Khaled , raudo, se dirigió al Muro de las Lamentaciones y miró a los ojos de los militares, de todos los que estaban allí, de los ancianos, de los niños…se quitó bruscamente la ficha que le acreditaba como periodista internacional. Ahora, lentamente, midió cada uno de sus pasos y estuvo en el centro de aquel sitio. La tierra infecunda levantó un polvo muy molesto y el tiempo se detuvo por un instante para Khaled. Un paso, dos pasos, tres pasos…iba hacia un militar, que se extrañó del comportamiento de aquel individuo. En guardia, el militar se temía lo peor, y al ver que la persona llevaba su mano a su pecho, disparó enérgicamente contra él, una vez, dos veces, tres veces…

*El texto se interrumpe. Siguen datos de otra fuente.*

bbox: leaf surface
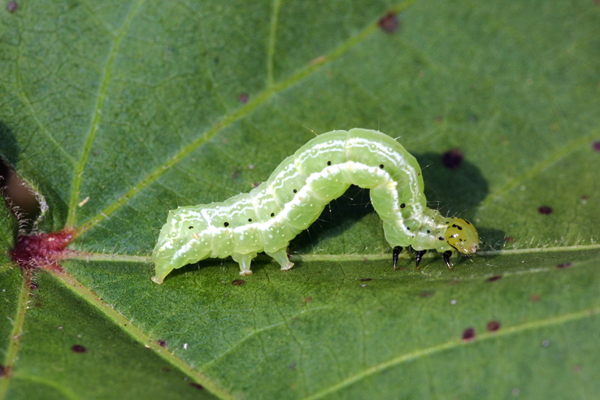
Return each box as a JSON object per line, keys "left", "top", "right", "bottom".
{"left": 1, "top": 0, "right": 600, "bottom": 399}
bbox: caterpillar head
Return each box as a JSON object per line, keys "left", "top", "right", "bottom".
{"left": 444, "top": 218, "right": 479, "bottom": 255}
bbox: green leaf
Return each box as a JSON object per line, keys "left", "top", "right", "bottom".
{"left": 1, "top": 0, "right": 600, "bottom": 399}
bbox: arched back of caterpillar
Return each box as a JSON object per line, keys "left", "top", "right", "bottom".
{"left": 152, "top": 128, "right": 479, "bottom": 284}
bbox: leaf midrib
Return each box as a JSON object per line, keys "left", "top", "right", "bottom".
{"left": 62, "top": 243, "right": 600, "bottom": 265}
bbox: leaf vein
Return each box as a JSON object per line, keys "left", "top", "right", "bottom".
{"left": 78, "top": 0, "right": 419, "bottom": 234}
{"left": 66, "top": 0, "right": 147, "bottom": 227}
{"left": 303, "top": 306, "right": 600, "bottom": 400}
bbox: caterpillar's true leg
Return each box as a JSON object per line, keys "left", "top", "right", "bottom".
{"left": 443, "top": 251, "right": 453, "bottom": 269}
{"left": 393, "top": 246, "right": 403, "bottom": 270}
{"left": 267, "top": 248, "right": 295, "bottom": 271}
{"left": 415, "top": 250, "right": 426, "bottom": 268}
{"left": 232, "top": 252, "right": 255, "bottom": 275}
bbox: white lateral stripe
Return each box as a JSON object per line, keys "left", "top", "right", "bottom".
{"left": 198, "top": 161, "right": 420, "bottom": 240}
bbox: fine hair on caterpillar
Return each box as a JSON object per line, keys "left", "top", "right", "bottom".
{"left": 151, "top": 128, "right": 480, "bottom": 284}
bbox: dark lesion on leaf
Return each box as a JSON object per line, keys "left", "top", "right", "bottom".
{"left": 71, "top": 344, "right": 87, "bottom": 353}
{"left": 10, "top": 228, "right": 76, "bottom": 273}
{"left": 378, "top": 12, "right": 399, "bottom": 33}
{"left": 0, "top": 364, "right": 11, "bottom": 377}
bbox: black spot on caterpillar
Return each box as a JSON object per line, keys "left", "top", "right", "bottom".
{"left": 152, "top": 128, "right": 479, "bottom": 284}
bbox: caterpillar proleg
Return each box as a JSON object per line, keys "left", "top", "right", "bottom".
{"left": 152, "top": 128, "right": 479, "bottom": 284}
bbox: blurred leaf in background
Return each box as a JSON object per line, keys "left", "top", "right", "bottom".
{"left": 1, "top": 0, "right": 600, "bottom": 399}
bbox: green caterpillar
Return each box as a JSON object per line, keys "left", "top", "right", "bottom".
{"left": 152, "top": 128, "right": 479, "bottom": 284}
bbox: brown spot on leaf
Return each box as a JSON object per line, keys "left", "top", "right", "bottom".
{"left": 556, "top": 262, "right": 572, "bottom": 269}
{"left": 538, "top": 206, "right": 553, "bottom": 215}
{"left": 486, "top": 321, "right": 501, "bottom": 332}
{"left": 7, "top": 1, "right": 17, "bottom": 13}
{"left": 0, "top": 364, "right": 9, "bottom": 377}
{"left": 71, "top": 345, "right": 87, "bottom": 353}
{"left": 231, "top": 279, "right": 245, "bottom": 286}
{"left": 462, "top": 327, "right": 475, "bottom": 341}
{"left": 592, "top": 141, "right": 600, "bottom": 151}
{"left": 487, "top": 275, "right": 502, "bottom": 282}
{"left": 238, "top": 93, "right": 248, "bottom": 103}
{"left": 189, "top": 383, "right": 204, "bottom": 390}
{"left": 158, "top": 339, "right": 167, "bottom": 348}
{"left": 530, "top": 294, "right": 541, "bottom": 302}
{"left": 360, "top": 278, "right": 372, "bottom": 282}
{"left": 419, "top": 290, "right": 435, "bottom": 298}
{"left": 442, "top": 149, "right": 464, "bottom": 169}
{"left": 378, "top": 12, "right": 399, "bottom": 33}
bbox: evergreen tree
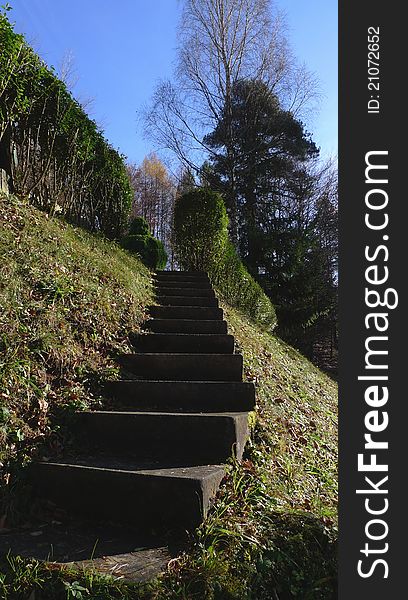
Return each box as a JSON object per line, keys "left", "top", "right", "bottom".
{"left": 204, "top": 78, "right": 318, "bottom": 274}
{"left": 204, "top": 79, "right": 337, "bottom": 362}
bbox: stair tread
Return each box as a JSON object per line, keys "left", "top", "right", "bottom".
{"left": 154, "top": 272, "right": 208, "bottom": 278}
{"left": 143, "top": 319, "right": 228, "bottom": 334}
{"left": 118, "top": 353, "right": 243, "bottom": 381}
{"left": 155, "top": 270, "right": 207, "bottom": 274}
{"left": 136, "top": 332, "right": 232, "bottom": 337}
{"left": 149, "top": 307, "right": 222, "bottom": 312}
{"left": 106, "top": 378, "right": 253, "bottom": 385}
{"left": 156, "top": 296, "right": 219, "bottom": 306}
{"left": 132, "top": 332, "right": 233, "bottom": 348}
{"left": 153, "top": 281, "right": 212, "bottom": 289}
{"left": 146, "top": 319, "right": 223, "bottom": 323}
{"left": 36, "top": 459, "right": 225, "bottom": 480}
{"left": 78, "top": 410, "right": 248, "bottom": 418}
{"left": 155, "top": 287, "right": 213, "bottom": 291}
{"left": 102, "top": 379, "right": 256, "bottom": 413}
{"left": 120, "top": 353, "right": 240, "bottom": 357}
{"left": 148, "top": 306, "right": 223, "bottom": 317}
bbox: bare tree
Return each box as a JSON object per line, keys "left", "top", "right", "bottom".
{"left": 145, "top": 0, "right": 317, "bottom": 158}
{"left": 145, "top": 0, "right": 318, "bottom": 238}
{"left": 58, "top": 50, "right": 78, "bottom": 90}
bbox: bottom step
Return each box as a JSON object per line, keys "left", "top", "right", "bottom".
{"left": 31, "top": 461, "right": 225, "bottom": 530}
{"left": 0, "top": 520, "right": 171, "bottom": 581}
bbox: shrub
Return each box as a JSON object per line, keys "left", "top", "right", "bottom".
{"left": 121, "top": 218, "right": 167, "bottom": 269}
{"left": 128, "top": 216, "right": 150, "bottom": 236}
{"left": 173, "top": 188, "right": 229, "bottom": 270}
{"left": 213, "top": 241, "right": 277, "bottom": 329}
{"left": 173, "top": 189, "right": 277, "bottom": 330}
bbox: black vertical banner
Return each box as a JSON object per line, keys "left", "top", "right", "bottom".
{"left": 339, "top": 1, "right": 406, "bottom": 598}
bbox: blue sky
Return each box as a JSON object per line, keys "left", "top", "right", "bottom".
{"left": 8, "top": 0, "right": 337, "bottom": 164}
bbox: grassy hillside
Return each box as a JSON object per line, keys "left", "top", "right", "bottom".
{"left": 0, "top": 193, "right": 153, "bottom": 519}
{"left": 0, "top": 194, "right": 337, "bottom": 599}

—Yahvé es todopoderoso —gritó con las fuerzas que le quedaban.
—Yo sólo soy yo —continuó, extenuado.
Y cayó al suelo irremediablemente.
El relato está bien escrito, tiene una buena historia y transmite, pero no he podido evitar tener la impresión de que es un poco apresurado. Frase como "Estaba angustiado y ella le pasó un paño que siempre llevaba consigo." dan una impresión de improvisación, de exponer las cosas tal cual te llegan a la cabeza, y lastran un poco el conjunto, como si no fluyera libremente, sino a trompicones. No sé si me explico...
Parte de la sabiduría consiste en saber ignorar algunas cosas.